Comentario de D. Santiago a las lecturas del domingo 25 de octubre, Trigésimo del Tiempo Ordinario

DOMINGO XXX DE TIEMPO ORDINARIO

Aquel ciego pasó de la oscuridad a la luz del no ver a nadie a poder verlos a todos, de no saber como eran las cosas a disfrutar de ellas. Y todo porque busca a Jesús y éste cambia su ruta para a cercarse al ciego.
El evangelio ha registrado nombres de muchas personas que se encontraron con Jesús y a partir de ese encuentro cambiaron sus vidas, porque se encontraron cara a cara, corazón a corazón, frente a frente.
Bartimeo es ciego y mendigo, está en la cuneta de la vida. Pero una esperanza loca eleva su miseria. Se levanta de un salto, deja su manto, todas sus posesiones, y se pone a gritar, a suplicar, a llamar a Jesús desde su esperanza: “¡Hijo de David, ten compasión de mi!”
Quiere ver que rostro hay detrás de esa voz, quiere saber como es la mirada de ese hombre que le espera, quiere reconocer la palabra de Jesús como camino y verdad y está seguro de que esa palabra es también luz que puede sacarlo de su noche, que puede arrancarlo de las tinieblas que lo rodean.

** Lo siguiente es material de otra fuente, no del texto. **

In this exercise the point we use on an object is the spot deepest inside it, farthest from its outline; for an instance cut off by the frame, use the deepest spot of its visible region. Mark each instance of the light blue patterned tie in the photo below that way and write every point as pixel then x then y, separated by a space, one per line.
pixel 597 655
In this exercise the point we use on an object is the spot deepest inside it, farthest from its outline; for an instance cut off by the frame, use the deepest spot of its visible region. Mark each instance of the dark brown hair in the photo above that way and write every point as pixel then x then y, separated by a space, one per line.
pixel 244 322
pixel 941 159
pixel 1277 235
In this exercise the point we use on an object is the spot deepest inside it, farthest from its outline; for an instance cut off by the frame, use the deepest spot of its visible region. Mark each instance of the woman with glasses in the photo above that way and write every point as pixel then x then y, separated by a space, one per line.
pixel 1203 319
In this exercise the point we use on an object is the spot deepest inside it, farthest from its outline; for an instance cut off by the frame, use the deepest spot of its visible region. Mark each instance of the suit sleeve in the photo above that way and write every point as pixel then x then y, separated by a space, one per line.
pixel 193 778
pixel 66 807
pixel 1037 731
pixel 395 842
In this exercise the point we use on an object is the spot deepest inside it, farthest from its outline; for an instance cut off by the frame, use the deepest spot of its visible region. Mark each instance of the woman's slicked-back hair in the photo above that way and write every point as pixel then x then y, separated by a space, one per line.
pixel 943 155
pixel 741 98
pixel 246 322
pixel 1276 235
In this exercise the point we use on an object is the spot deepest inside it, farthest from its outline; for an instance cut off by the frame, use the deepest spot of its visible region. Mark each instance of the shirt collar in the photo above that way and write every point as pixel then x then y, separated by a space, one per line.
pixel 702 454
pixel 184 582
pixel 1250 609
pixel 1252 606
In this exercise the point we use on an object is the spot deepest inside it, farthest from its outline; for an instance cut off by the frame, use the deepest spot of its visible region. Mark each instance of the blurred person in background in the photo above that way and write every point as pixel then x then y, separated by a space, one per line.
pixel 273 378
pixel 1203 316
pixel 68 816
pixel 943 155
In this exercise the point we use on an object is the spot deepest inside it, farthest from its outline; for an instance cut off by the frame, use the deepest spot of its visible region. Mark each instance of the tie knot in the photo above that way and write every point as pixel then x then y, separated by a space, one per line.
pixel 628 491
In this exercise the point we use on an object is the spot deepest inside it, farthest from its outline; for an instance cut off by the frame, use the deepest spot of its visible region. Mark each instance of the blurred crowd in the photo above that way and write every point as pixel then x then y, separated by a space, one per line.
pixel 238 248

Casi veinte siglos después, si queremos, podemos tener nuestros encuentros personales con Jesús, con su palabra, con su mensaje, pero para ello hemos de partir de nuestra fe en Él. Esa fe que es un salto desde nuestras ciegas seguridades hacia el riesgo de una promesa que nos arranque nuestras frías seguridades a la aventura de descubrir en Jesús el auténtico amor de Dios, ese amor que nos tiene como Padre, deslumbrarnos con su palabra y su vida y el programa existencial del Evangelio.
El ciego es figura de cada uno de nosotros. Hay tanta gente ciega hoy día, gente ciega a la que se le pone todo tipo de obstáculos, a los que se les dice que se callen, que no busquen a Jesús, que no anhelen la luz y la vista, para que no encuentren a Jesús y en Él un sentido completo de nuestra existencia.
Pero Jesús sigue pasando a nuestro lado, y quiere oír nuestra voz suplicante, llena de inquietud. Una voz que sigue clamando ¡Ten compasión de mi!
Porque por muy negras que sean las circunstancias, por muy negra que sea la situación en la que vivimos la mayoría de nosotros hoy día, siempre nos espera la luz. Una luz que parte, como el ciego del Evangelio, de la fe del corazón, de la seguridad de que Jesús nos puede sacar de nuestra ceguera.
Y a partir de ese momento hay que aprender a ver. A valorar la belleza que nos rodea despojándola de la fealdad con la que tantos la quieren cubrir. A ver la belleza que hay en el corazón de los hermanos, porque en esos corazones, por mucho que se los quiera enmascarar, está la semilla de Dios.
Nadie nos podrá impedir, como a aquel ciego, sentir la caricia del Maestro que nos quiere arrancar de nuestras oscuridades, de nuestras cegueras.
Arrancarnos la ceguera del pesimismo para vivir en la luz de la esperanza. Librarnos de la ceguera del temor, para ir la luz de la libertad y de la ilusión. Salir de la ceguera de lo triste para disfrutar de la belleza de Dios que nos rodea por todas partes, desde la alegre mirada de un niño llena de ilusión.
Pero sobre todo arrancarnos de la ceguera que cierra nuestra alma, esa ceguera que nos hace sentirnos muy buenos y que nos niega la luz de la conversión. Arrancarnos esa oscuridad y dejar nuestro corazón siempre dispuesto para servir al hermano más necesitado. Porque hemos sido capaces de ver en él la mirada suplicante de Cristo que nos acaba de dar su luz a raudales.